# Optical Character Recognition (OCR) with OpenVINO™

This tutorial demonstrates how to perform optical character recognition (OCR) with OpenVINO models. It is a continuation of the [004-hello-detection](../004-hello-detection/004-hello-detection.ipynb) tutorial, which shows only text detection.

The [horizontal-text-detection-0001](https://docs.openvino.ai/latest/omz_models_model_horizontal_text_detection_0001.html) and [text-recognition-resnet](https://docs.openvino.ai/latest/omz_models_model_text_recognition_resnet_fc.html) models are used together for text detection and then text recognition.

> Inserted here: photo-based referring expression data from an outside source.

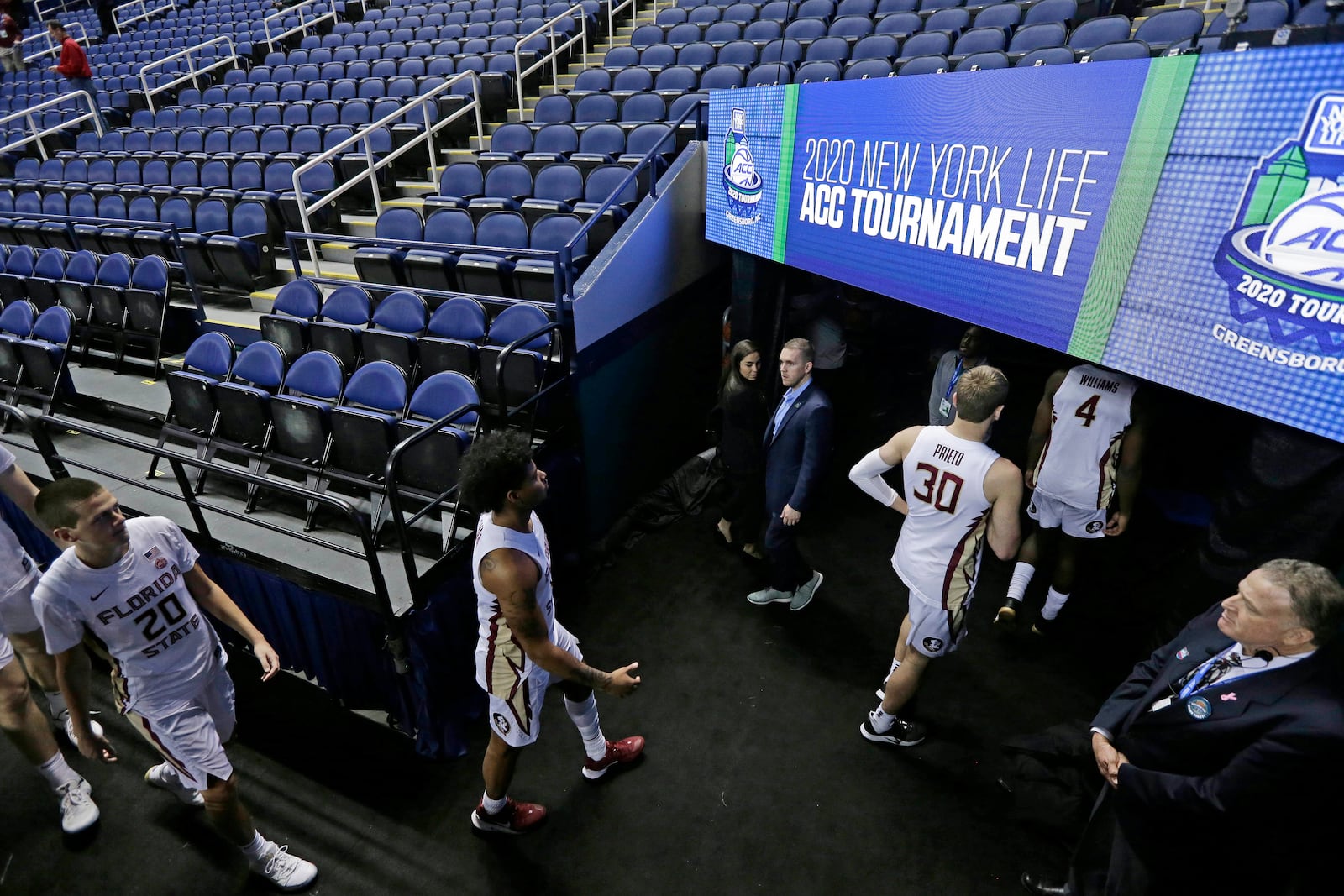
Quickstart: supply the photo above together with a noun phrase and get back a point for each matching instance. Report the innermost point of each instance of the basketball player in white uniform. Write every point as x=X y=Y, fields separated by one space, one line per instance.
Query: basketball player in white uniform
x=24 y=723
x=522 y=647
x=1085 y=454
x=134 y=586
x=958 y=495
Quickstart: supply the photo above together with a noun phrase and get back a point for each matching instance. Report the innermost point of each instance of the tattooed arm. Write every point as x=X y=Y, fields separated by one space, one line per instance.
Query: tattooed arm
x=511 y=577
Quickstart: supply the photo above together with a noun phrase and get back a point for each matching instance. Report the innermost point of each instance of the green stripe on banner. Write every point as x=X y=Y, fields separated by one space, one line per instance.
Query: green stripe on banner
x=1155 y=123
x=788 y=129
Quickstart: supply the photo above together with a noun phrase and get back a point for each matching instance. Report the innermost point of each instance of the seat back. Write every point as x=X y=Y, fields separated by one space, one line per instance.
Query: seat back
x=347 y=305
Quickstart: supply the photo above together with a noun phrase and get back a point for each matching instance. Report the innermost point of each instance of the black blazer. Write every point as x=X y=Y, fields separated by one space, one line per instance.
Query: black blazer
x=1222 y=793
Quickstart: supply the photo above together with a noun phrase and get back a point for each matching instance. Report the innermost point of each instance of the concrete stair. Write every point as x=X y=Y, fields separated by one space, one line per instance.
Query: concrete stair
x=338 y=259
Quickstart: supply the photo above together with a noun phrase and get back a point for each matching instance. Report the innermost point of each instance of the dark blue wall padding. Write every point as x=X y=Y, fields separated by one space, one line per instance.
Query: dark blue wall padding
x=342 y=645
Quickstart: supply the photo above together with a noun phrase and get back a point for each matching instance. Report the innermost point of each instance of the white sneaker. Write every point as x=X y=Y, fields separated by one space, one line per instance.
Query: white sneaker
x=77 y=808
x=165 y=778
x=69 y=727
x=286 y=872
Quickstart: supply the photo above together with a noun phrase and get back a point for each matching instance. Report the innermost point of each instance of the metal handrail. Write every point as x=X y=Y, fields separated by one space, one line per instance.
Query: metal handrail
x=302 y=27
x=57 y=465
x=612 y=8
x=517 y=251
x=39 y=134
x=394 y=503
x=58 y=6
x=647 y=161
x=553 y=56
x=71 y=221
x=192 y=71
x=54 y=47
x=145 y=13
x=508 y=352
x=378 y=164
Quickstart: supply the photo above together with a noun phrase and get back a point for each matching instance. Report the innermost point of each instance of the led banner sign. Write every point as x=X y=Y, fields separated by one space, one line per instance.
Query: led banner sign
x=1178 y=217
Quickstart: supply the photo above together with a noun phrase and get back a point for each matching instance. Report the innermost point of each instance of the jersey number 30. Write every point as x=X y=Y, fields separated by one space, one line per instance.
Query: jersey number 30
x=938 y=488
x=170 y=610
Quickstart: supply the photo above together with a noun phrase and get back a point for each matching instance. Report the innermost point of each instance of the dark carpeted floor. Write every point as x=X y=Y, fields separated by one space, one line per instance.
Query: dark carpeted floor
x=756 y=778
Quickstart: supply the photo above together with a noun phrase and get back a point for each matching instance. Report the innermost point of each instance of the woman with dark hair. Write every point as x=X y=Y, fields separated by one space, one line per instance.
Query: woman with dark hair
x=743 y=407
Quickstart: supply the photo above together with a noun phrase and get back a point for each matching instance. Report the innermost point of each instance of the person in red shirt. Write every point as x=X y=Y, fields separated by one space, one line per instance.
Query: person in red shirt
x=74 y=66
x=11 y=49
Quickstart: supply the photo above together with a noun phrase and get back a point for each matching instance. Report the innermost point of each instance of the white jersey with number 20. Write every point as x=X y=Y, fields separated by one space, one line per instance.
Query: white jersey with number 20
x=1092 y=410
x=938 y=551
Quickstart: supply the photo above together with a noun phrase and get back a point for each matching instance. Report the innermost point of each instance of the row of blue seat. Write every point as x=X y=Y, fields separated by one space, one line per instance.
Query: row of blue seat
x=160 y=181
x=222 y=100
x=112 y=297
x=402 y=328
x=228 y=239
x=420 y=60
x=292 y=113
x=34 y=352
x=400 y=13
x=308 y=416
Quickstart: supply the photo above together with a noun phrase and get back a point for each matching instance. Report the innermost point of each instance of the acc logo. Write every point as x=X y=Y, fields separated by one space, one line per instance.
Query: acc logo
x=1284 y=261
x=741 y=181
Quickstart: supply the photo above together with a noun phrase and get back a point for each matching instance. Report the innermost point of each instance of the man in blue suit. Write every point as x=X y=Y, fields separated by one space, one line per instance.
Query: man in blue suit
x=1221 y=752
x=797 y=443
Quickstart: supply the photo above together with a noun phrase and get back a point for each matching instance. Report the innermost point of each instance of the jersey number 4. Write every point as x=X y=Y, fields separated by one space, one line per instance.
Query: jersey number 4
x=938 y=488
x=156 y=620
x=1088 y=410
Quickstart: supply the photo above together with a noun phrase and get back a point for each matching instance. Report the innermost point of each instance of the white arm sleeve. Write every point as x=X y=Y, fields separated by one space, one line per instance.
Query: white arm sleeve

In this tutorial, Open Model Zoo tools including Model Downloader, Model Converter and Info Dumper are used to download and convert the models from [Open Model Zoo](https://github.com/openvinotoolkit/open_model_zoo). For more information, refer to the [104-model-tools](../104-model-tools/104-model-tools.ipynb) tutorial.

## Imports

In [None]:
import shutil
import sys
from pathlib import Path

import cv2
import matplotlib.pyplot as plt
import numpy as np
from IPython.display import Markdown, display
from PIL import Image
from openvino.runtime import Core
from yaspin import yaspin

sys.path.append("../utils")
from notebook_utils import load_image

## Settings

In [None]:
ie = Core()

model_dir = Path("model")
precision = "FP16"
detection_model = "horizontal-text-detection-0001"
recognition_model = "text-recognition-resnet-fc"
base_model_dir = Path("~/open_model_zoo_models").expanduser()
omz_cache_dir = Path("~/open_model_zoo_cache").expanduser()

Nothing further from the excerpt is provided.